Author: Patrick Bishop
About the book:
On the warm night of 18 August 1942, a flotilla pushed out into the flat water of the Channel. They were to seize the German-held port of Dieppe, destroy key installations, seize intelligence material and then sail for home.
This was the greatest amphibious operation since Gallipoli, with the biggest accumulation of fighter power ever assembled. But by 9am on the day of attack, one of its architects already feared that the operation would "go down as one of the great failures in history". Confidence turned to carnage, with nearly two thirds of the attackers dead, wounded or captured. It was claimed afterwards by its key players to be essential to D-Day, with the media telling listeners that it was a success -- but the tragedy was all too predictable.
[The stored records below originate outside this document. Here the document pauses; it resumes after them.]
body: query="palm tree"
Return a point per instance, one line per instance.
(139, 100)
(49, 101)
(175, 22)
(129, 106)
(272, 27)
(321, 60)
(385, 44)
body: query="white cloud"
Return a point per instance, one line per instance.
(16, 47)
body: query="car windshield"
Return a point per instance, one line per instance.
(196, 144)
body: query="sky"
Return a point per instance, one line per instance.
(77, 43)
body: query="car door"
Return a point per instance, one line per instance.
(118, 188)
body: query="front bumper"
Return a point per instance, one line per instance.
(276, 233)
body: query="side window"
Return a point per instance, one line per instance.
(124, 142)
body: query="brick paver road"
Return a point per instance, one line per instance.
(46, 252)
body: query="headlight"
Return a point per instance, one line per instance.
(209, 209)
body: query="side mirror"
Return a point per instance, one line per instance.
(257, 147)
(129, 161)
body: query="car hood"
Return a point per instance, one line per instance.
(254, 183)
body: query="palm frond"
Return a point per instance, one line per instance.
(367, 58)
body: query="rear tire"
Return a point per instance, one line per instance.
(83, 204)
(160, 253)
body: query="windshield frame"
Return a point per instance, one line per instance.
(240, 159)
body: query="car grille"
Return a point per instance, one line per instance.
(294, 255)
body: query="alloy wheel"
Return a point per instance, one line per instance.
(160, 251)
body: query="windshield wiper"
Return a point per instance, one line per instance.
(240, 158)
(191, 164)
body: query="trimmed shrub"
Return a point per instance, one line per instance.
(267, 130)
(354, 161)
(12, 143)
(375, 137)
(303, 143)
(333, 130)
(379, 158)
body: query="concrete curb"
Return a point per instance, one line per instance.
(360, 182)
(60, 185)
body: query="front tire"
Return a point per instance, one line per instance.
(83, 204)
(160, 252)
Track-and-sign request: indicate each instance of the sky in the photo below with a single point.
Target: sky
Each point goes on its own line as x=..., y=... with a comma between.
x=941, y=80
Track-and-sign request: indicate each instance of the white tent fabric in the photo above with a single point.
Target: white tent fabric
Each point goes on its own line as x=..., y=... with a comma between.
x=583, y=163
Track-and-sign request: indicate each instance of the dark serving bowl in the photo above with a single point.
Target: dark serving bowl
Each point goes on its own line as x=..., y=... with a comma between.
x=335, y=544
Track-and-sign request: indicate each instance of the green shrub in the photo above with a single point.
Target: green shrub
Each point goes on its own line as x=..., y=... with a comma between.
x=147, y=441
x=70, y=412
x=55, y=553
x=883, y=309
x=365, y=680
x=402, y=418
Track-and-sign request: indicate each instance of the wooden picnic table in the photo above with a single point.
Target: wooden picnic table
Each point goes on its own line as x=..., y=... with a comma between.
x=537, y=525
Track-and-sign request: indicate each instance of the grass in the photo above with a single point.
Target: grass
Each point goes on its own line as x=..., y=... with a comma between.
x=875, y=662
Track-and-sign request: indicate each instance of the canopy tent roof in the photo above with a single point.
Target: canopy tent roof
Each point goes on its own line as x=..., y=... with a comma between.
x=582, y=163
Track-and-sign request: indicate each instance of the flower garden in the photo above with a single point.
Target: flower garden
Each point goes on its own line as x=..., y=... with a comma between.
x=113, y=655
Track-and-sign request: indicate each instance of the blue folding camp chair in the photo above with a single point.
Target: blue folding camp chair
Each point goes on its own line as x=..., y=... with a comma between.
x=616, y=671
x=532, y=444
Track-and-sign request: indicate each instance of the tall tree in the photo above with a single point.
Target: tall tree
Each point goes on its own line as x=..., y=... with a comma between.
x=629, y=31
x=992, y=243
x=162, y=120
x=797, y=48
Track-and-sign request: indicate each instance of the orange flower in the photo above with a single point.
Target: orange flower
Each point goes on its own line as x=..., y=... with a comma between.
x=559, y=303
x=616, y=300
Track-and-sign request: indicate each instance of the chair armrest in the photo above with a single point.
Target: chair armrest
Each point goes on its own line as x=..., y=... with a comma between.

Using first-hand testimony from combatants and civilians, forensic analysis of the roles of Mountbatten and Montgomery, and source material from archives across several countries, bestselling author Patrick Bishop's gripping account brings Operation Jubilee powerfully and vividly to life, in an epic demonstration of how ambition, folly and courage came together in one of the most tragic episodes of the war.
About the author:
Patrick Bishop spent twenty-five years as a foreign correspondent covering conflicts around the world. He is the author of two hugely acclaimed books about the Royal Air Force during the Second World War, Fighter Boys and Bomber Boys. His other books include Wings, a history of the RAF; and Air Force Blue, which celebrated 100 years of the RAF and was a Sunday Times bestseller.